How to flesh out this article? —Preceding unsigned comment added by 67.175.86.191 (talk) 23:26, 27 September 2008 (UTC)[reply]

Fratricide

I found no references to Mehmed's having "twenty seven brothers executed", so I replace it with a reference of nineteen brothers executed. --Kansas Bear (talk) 18:15, 3 January 2009 (UTC)[reply]

Lack of context

Mehmed's reign was during one of the most interesting periods in Mediterranean history. It was the height of the Christian "Wars of Religion," as the Catholic Duke of Guise and (then) Protestant Henry of Navarre were fighting over southern France, Protestant England and Catholic Spain were warring in the aftermath to the Armada, Europeans were beginning to seek independent relations with Ottoman Shiite enemy Safavid Persia as a direct route to India, and the power of Venice was on the wane due to piracy and constant warfare and shifting patterns of trade and consumption. At every turn, Jewish and Muslim exiles from Europe were aligning with one or another ruler under the many different identities that their language skills and cultural experience allowed them to assume. Within the Ottoman empire there were battles between those who advocated a strict application of Islamic precepts even to trade and diplomatic relations and those (including the sultan and his court) who advocated the traditionally Mediterranean pragmatic approach to the problem of overlapping legal systems. The end of the Islamic millennium in 1591 had inspired a burst of conspiracies and counter-conspiracies that the Ottoman rulers had to manage along with extreme volatility in currency sources and values, mass migrations, and scheming by resident Europeans that grew up naturally around the conditions just described. Mehmed was actually invited at one point by Henry's emissary to bombard Marseilles in the effort to get its submission.

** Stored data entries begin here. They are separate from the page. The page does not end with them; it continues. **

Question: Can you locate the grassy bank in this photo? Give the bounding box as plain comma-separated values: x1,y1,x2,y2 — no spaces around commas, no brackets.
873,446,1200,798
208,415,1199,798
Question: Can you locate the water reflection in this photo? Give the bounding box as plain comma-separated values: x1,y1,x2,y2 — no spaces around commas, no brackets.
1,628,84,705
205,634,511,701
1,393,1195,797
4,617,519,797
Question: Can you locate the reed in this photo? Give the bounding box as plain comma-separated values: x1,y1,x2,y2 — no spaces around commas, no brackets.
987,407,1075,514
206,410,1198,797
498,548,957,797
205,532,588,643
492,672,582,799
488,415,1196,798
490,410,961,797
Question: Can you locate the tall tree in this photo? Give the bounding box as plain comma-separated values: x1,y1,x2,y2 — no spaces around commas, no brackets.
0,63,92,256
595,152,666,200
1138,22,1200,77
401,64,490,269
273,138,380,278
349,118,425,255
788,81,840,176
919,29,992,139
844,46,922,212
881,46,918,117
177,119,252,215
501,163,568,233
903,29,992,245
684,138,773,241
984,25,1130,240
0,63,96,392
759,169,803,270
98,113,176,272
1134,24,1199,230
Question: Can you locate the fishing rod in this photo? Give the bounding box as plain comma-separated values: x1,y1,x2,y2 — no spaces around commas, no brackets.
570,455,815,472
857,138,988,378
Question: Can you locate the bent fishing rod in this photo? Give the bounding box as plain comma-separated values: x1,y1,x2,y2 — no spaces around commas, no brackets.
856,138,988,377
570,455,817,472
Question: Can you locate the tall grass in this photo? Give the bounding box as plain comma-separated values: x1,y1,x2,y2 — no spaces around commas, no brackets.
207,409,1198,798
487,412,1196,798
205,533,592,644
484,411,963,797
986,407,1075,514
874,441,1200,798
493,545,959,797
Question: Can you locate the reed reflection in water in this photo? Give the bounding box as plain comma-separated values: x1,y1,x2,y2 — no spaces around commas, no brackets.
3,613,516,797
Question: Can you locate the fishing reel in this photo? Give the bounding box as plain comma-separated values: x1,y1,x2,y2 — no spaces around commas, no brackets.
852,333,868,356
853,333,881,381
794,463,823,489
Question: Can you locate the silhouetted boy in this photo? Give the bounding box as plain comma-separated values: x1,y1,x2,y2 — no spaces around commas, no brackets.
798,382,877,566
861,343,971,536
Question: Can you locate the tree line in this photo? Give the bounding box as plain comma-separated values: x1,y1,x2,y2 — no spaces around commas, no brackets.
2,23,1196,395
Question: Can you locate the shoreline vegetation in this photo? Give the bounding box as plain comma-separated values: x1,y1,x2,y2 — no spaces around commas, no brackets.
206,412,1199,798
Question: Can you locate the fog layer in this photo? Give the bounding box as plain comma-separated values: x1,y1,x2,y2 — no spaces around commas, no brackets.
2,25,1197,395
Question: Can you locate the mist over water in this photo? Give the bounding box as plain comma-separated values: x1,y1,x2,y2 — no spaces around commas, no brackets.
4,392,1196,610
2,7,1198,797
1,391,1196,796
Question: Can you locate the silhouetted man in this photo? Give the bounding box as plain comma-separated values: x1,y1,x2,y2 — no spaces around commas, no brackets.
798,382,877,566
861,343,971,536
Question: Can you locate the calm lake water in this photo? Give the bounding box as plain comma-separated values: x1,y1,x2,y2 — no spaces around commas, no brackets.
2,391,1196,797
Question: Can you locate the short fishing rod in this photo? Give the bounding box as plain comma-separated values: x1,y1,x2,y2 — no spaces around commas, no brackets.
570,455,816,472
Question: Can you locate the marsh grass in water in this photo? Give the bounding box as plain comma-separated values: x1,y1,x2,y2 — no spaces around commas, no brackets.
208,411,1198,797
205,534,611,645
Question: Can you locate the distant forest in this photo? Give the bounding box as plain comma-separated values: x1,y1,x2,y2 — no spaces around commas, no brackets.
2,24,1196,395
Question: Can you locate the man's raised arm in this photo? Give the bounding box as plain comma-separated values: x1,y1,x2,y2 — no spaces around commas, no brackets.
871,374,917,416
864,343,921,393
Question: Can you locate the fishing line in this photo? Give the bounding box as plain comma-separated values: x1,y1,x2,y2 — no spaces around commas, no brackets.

Whatever Mehmed's personal faults may have been, to describe his reign in such bland and uncompromising terms is bad history. The ruler was a symbolic representation of his era. We have very few sources on his personal character and do not really know how he was involved in these events. It would be reasonable if he leaned on his mother for diplomatic advice. I think the description here borders on caricature. It would be better to say frankly that there is much we do not know, but we do know that he was navigating treacherous waters.